Este profundo processo de reorganização da classe trabalhadora estadunidense durante os anos 30, que deu origem a uma nova central sindical, teve de se enfrentar como uma violenta repressão policial. Enquanto Roosevelt se apoiava num discurso de conciliação dos patrões e trabalhadores, de suposta democracia e ia ao rádio dizer que os trabalhadores possuíam direitos que não poderiam ser retirados, a mobilização dos trabalhadores por melhores condições de trabalho era vista como uma agressão. Nas três mobilizações que estamos citando como principais, que envolveram as suas cidades e foram relativamente longas, os trabalhadores viveram um cenário de guerra civil. Mas mesmo antes delas os números da repressão chamam atenção: foram 13 mortes, 200 feridos e centenas de presos somente no segundo semestre de 1933.

New Deal recuperou a economia?

New Deal de Roosevelt que vigorou dentre os anos 1933 e 1937 foi absolutamente incapaz de tirar os Estados Unidos dos efeitos da grande depressão. Apesar da taxa de desemprego ter diminuído de 25% em 1933 para 12% em 1937, em 1938 a taxa de desemprego voltou a subir para 20%. Os gastos públicos que eram de US$ 4,6 bilhões em 1933 atingiram o seu máximo de US$ 8,8 bilhões em 1937, ou seja, chegou a quase dobrar ao longo do período e ainda assim não foram capazes de retirar a economia da crise. Ao final de 1939, passados dez anos do estouro da bolsa, o produto interno bruto dos Estados Unidos apenas chegava ao nível anterior a 1929. Somente a preparação para a Segunda Guerra Mundial, e os US$ 35 bilhões de gastos públicos, foram capazes de reverter esse quadro.

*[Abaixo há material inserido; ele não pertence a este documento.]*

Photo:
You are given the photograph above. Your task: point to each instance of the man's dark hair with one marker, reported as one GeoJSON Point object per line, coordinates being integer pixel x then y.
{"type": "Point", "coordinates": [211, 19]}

O plano econômico de Roosevelt é tomado como uma experiência histórica exitosa de intervenção estatal capaz de mitigar os efeitos da crise econômica e recuperar a economia dos Estados Unidos nos marcos da democracia burguesa, ou como coloca Keynes nos marcos da “mudança racional”, gerando emprego. Do ponto de vista dos trabalhadores, apesar da retórica de Roosevelt de nenhuma retirada aos direitos trabalhistas, do ponto de vista das mobilizações dos trabalhadores o governo também significou uma enorme repressão. Do ponto de vista da burguesia, a intervenção estatal foi incapaz de resolver as contradições da crise, ou seja, de recuperar as taxas de lucro e permitir um novo ciclo de acumulação do capital. ONew Deal cumpriu um papel importante para um setor da burguesia, pelas reformas que promoveu na indústria e no sistema financeiro, permitindo a concentração ainda maior do capital em poucos monopólios. Ou seja, a crise de 1929, ao contrário das anteriores e apesar de todos os esforços de intervenção estatal levado a cabo pelo New Deal, não encontrou saída fácil e o seu combate “pacífico” nos marcos do capitalismo foi absolutamente incapaz de recuperar a economia, inócuo para evitar que momentos de crises, guerras e revoluções estivessem novamente colocados.